В ее голосе даже не было злости, одна только усталость.
— Я почти все время о вас думал!
— Ты много месяцев не давал о себе знать. Не присылал ни пенни на детей. Они могли бы умереть с голоду, тебе и горя мало, — сказала мама.
— Я понимаю, мне нет прощения, но я клянусь, я думал о них! Потому сегодня и оказался в Лондоне. Я хотел добыть экземпляр последней книжки Дженны Уильямс, с автографом, и послать его Эм по почте, как сюрприз.
— Вот уж действительно был бы сюрприз, — отозвалась мама.
— Что с тобой, Джули? Ты стала какой-то… жесткой.
— Видимо, закалилась наконец, — ответила мама. — Лучше поздно, чем никогда. Ладно, мы едем домой. Если захочешь нас навестить, это будет замечательно, особенно для детей. Но невозможно просто взмахнуть волшебной палочкой и притвориться, будто этого года не было.
— Его не было, — с силой произнес папа. — Мы прокрутим стрелки назад, вернемся в канун Рождества. Мы по-прежнему семья — ты, я и дети, мы любим друг друга, и все у нас будет просто чудесно, вот увидишь. Все получится, правда, Эм, стоит только пожелать изо всех сил?
Я заплакала.
— Не надо, Фрэнки. Не надо ее мучить. Ей и так трудно пришлось, — сказала мама. — Пойдем домой, Эм. Фрэнки, ты сейчас уйди. Пожалуйста.
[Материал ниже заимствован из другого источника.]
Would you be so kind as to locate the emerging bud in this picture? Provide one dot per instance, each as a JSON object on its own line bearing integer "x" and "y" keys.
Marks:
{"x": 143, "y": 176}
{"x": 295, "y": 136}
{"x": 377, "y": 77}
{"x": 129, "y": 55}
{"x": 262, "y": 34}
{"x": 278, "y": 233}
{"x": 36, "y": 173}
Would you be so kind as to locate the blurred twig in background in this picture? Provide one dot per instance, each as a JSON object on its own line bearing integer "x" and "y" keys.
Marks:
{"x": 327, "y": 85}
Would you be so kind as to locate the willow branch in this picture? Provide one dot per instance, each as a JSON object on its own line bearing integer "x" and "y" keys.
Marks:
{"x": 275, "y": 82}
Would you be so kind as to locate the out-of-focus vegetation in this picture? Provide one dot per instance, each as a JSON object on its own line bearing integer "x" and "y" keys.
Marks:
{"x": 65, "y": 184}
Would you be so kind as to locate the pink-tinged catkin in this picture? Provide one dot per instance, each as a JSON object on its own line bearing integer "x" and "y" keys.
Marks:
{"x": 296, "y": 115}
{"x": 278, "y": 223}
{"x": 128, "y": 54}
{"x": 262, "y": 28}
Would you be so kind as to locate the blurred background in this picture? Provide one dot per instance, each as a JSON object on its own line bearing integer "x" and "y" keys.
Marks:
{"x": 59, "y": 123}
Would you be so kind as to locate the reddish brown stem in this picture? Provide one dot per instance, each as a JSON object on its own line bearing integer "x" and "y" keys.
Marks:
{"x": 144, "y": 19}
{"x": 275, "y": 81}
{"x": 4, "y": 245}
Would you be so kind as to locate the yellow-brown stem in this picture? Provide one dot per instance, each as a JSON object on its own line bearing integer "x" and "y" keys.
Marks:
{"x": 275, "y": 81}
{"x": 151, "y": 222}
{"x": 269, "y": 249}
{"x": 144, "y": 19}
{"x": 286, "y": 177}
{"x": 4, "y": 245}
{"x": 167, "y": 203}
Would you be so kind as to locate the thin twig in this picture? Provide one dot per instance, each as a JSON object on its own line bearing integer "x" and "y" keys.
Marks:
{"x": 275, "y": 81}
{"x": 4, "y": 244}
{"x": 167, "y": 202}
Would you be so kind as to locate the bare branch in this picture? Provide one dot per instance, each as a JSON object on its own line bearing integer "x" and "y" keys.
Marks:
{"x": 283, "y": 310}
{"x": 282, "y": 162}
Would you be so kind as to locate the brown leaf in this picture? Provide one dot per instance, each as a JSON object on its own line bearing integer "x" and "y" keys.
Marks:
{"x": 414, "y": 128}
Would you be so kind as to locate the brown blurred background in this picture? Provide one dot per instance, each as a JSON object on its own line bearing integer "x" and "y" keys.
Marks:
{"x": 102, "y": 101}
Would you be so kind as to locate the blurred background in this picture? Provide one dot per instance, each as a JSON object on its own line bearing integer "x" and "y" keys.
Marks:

Папа настоял на том, чтобы вызвать для нас такси. Сказал, не можем же мы ехать поездом. Мы все набились в машину, и папа тоже.
— Он больше не войдет в мой дом, — сказала бабушка. — Боже, что у тебя за вид, Фрэнки? Ты что, в канавах ночуешь? У тебя закончились дуры-подружки, поэтому ты снова хочешь сесть нам на шею?
— Я просто хочу убедиться, что моя семья благополучно добралась до дому, грымза ты старая, — сказал папа.
— Прекратите оба сейчас же, — яростно проговорила мама. — Подумайте о детях, пожалуйста.
Максик и Вита, полусонные, пристроились у папы на коленях. Я свернулась клубочком рядом с ним, положила голову ему на плечо. Мне так хотелось верить в чудеса, волшебство и магическое исполнение желаний. Вот бы такси превратилось в изумрудную карету и унесло нас в зачарованную страну, и мы жили бы там долго и счастливо… Но такси привезло нас к бабушкиному дому, и водитель потребовал так много денег, что папа не смог расплатиться, и бабушка снова принялась его язвить, доставая кошелек.
Мама сказала:
— Я сама заплачу за поездку.
Папа сказал:
— Завтра я пришлю тебе деньги, Джули.
— Да, будь так добр, — сказала мама.
— Ты мне не доверяешь? Я тебя не виню. Но ты увидишь. Поверь в меня один только раз, — сказал папа.
Он поцеловал на прощание Виту, Максика и меня. И маму поцеловал тоже. Она не обняла его. Молча пошла прочь, но, когда мы уже были в доме, я увидела, что она плачет.
В ту ночь я совсем не спала. Я не могла удобно устроиться в постели из-за больной руки. Лежала на спине, вся разбитая, и смотрела в темноту. Я не знала, можно верить папе или нельзя.
Я не знала, хочет он остаться со своей новой подружкой или вернуться к нам.
Я не знала, действительно ли он собирался подарить мне книгу Дженны Уильямс.
Я не знала, правда ли он думал, что в моем кольце настоящий изумруд.
Я не знала, получу ли вообще когда-нибудь свое кольцо обратно.
Я не знала, сбылось мое желание или нет.